While this love has aspects of friendship and being nice to each other (and even ideally liking each other!) it's much deeper than that. It's what I mentioned last week in talking about those who ‘have loved the appearance of Jesus.’ It's being committed to thinking God's thoughts, and preferring what God prefers, weeping and rejoicing over the same things that caused Jesus to weep and rejoice. I'm not sure where to go with this other than to ask you to wrestle with, from day to day, what love looks like in this moment and with this person and in this situation. What are the most loving words I can say? What is the most loving attitude I can have? What is the most loving action I can take?

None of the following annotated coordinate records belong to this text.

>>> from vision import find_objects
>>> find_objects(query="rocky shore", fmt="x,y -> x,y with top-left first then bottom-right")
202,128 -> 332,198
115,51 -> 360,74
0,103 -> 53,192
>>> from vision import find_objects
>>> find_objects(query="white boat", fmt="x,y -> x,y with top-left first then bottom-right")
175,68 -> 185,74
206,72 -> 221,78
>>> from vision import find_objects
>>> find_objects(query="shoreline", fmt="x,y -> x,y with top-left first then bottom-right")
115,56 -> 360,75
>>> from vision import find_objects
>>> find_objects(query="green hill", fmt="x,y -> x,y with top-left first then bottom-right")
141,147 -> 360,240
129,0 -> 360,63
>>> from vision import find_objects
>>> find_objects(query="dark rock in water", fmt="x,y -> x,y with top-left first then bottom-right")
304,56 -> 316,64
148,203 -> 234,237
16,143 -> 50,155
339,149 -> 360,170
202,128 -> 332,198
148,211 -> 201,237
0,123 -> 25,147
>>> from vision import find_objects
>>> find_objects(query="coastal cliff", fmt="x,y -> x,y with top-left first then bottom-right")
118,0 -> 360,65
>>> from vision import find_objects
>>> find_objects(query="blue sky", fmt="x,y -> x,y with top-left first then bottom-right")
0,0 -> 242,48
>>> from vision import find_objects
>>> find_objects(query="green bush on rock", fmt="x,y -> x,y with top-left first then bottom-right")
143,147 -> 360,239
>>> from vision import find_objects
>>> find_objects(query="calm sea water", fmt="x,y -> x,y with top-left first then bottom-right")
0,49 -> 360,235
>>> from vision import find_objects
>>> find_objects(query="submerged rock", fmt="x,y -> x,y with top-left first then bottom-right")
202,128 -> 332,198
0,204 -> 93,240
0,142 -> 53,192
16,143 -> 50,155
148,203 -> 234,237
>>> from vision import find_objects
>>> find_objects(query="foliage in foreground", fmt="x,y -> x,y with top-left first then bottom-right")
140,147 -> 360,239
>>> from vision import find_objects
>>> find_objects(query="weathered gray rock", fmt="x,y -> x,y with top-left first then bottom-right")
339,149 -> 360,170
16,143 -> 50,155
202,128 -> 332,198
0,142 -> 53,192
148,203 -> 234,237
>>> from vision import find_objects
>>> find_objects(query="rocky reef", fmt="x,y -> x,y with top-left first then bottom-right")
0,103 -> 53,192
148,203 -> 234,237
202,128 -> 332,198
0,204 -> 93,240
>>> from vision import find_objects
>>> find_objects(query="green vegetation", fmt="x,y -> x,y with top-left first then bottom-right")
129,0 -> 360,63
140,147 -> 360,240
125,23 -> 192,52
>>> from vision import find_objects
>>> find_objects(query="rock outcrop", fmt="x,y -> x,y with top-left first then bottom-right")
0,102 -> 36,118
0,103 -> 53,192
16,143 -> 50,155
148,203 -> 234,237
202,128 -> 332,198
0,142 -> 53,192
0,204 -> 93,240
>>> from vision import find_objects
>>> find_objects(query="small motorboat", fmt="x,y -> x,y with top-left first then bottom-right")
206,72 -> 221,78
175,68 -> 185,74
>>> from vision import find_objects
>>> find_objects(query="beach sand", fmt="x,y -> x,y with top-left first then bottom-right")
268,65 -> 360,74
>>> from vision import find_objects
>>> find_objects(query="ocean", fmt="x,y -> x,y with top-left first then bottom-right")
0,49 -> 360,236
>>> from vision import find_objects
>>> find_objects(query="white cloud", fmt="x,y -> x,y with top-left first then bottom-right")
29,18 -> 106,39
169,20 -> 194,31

1 Corinthians 13 What if I speak in the most elegant languages of people or in the exotic languages of the heavenly messengers, but I live without love? Well then, anything I say is like the clanging of brass or a crashing cymbal. 2 What if I have the gift of prophecy, am blessed with knowledge and insight to all the mysteries, or what if my faith is strong enough to scoop a mountain from its bedrock, yet I live without love? If so, I am nothing. 3 I could give all that I have to feed the poor, I could surrender my body to be burned as a martyr, but if I do not live in love, I gain nothing by my selfless acts. 4 Love is patient; love is kind. Love isn’t envious, doesn’t boast, brag, or strut about. There’s no arrogance in love; 5 it’s never rude, crude, or indecent—it’s not self-absorbed. Love isn’t easily upset. Love doesn’t tally wrongs 6 or celebrate injustice; but truth—yes, truth—is love’s delight! 7 Love puts up with anything and everything that comes along; it trusts, hopes, and endures no matter what. 8 Love will never become obsolete.”